All Pentium and later processors have an instruction RDTSC, which returns the number of clock cycles since last reset in EDX (high order 32 bits) and EAX (low order 32 bits). This may be how you can check "How long has this computer been on?" More importantly for our purposes, it is how we can check how long a series of instructions takes in clock cycles.

I enclose a simple program in HLA below. The main procedure is written in MASM and enclosed by #asm & #endasm. It uses RDTSC twice before and after the instruction sequence to be measured.

The clock cycles consumed in one RDTSC will contribute towards the total clock cycles measured. On the Pentium MMX this appears to be 13 cycles. The 2 pushes take 1 cycle in parallel.

The program prints the number of cycles high order 32 bits first, then low order 32 bits.

Of interest. The largest 32 bit number 2^32-1 in clock cycles is just over 1.4 seconds on a 3.0 GHz processor. On my 166 MHz Pentium MMX, it is 25 seconds, an eternity in computer time.
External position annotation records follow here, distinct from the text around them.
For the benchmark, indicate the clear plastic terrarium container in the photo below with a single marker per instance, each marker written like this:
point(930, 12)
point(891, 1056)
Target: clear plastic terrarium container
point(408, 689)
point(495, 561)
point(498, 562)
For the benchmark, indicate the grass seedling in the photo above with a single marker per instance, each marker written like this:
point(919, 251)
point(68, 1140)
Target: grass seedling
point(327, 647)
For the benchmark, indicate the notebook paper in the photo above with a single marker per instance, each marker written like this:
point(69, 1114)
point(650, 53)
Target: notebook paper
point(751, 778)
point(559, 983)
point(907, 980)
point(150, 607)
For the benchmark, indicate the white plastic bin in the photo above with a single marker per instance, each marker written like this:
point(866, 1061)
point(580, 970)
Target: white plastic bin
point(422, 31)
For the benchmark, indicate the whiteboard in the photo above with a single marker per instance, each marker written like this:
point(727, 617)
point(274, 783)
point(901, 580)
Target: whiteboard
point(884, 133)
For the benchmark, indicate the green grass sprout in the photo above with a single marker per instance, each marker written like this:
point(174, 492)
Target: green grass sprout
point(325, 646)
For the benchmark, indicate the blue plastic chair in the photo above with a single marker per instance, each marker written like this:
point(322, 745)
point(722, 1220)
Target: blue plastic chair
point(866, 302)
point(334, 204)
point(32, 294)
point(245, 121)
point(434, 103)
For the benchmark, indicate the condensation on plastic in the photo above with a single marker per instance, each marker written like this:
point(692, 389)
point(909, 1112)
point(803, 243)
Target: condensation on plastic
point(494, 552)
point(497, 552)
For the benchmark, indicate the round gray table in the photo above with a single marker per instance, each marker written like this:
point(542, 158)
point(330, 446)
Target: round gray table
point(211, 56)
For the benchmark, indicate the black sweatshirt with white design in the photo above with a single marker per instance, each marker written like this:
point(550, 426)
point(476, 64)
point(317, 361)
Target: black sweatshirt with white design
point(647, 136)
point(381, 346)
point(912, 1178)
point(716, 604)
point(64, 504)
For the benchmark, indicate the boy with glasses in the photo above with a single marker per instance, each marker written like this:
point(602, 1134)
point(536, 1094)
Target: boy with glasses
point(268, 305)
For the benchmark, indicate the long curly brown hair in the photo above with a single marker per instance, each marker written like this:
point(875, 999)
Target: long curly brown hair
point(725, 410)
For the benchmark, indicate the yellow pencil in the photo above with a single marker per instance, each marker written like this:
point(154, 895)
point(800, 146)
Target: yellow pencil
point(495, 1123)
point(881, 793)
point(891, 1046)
I use HLA because I understand the convention for the API calls I use (console mode functions provided by HLA - stdout, etc). I invite anyone to provide a conversion to MASM32 or NASM.

Thanks much.



// RDTSC Check Program by V Coder
// Written in HLA
//

program RDTSCCheck;
#include( "stdlib.hhf" );


begin RDTSCCheck;

console.cls();
console.gotoxy(4, 15);
stdout.put ( "RDTSC Check program.", nl nl);

// Main routine starts here

#asm
rdtsc ; First measure of time
; rdtsc takes 13 cycles on Pentium MMX,
push edx ; I store it on the stack.
push eax ; You can store the 64 bit number whereever you like

; routine to test
nop
nop
nop
nop
; end routine

rdtsc ; Second measure of time
sub eax, [esp] ; subtract first from second
sbb edx, [esp+4] ; result in EDX:EAX

; sub eax, 0eh ; Optional compensation for the rdtsc and 2 pushes
; sbb edx, 0 ; 14 cycles on a Pentium MMX
; 9 cycles on a K6-2

add esp,8 ; remove edx, eax from stack
#endasm

stdout.put ( edx," ",eax, " clocks.");
end RDTSCCheck;

Posted on 2003-04-28 22:29:58 by V Coder
Okay, can anyone please tell me how to retain spaces in program code when I post, so it does not just left justify everything?

Thanks.
Posted on 2003-04-28 22:34:56 by V Coder
V,

To retain the formatting in you examples, use the following format.


[xxx]
Your code
[/xxx]


Where "xxx" is the word "code".

Now with your comments on using RTDSC, I in fact agree with you that real time testing is the most useful in algorithm design, even if you use other methods in the development of the code.

What you need to be aware of is the effects of running ordinary application code in what is called ring3 access. Privilege levels in Intel processors are used by the operating system to control what can be run with priority and what cannot.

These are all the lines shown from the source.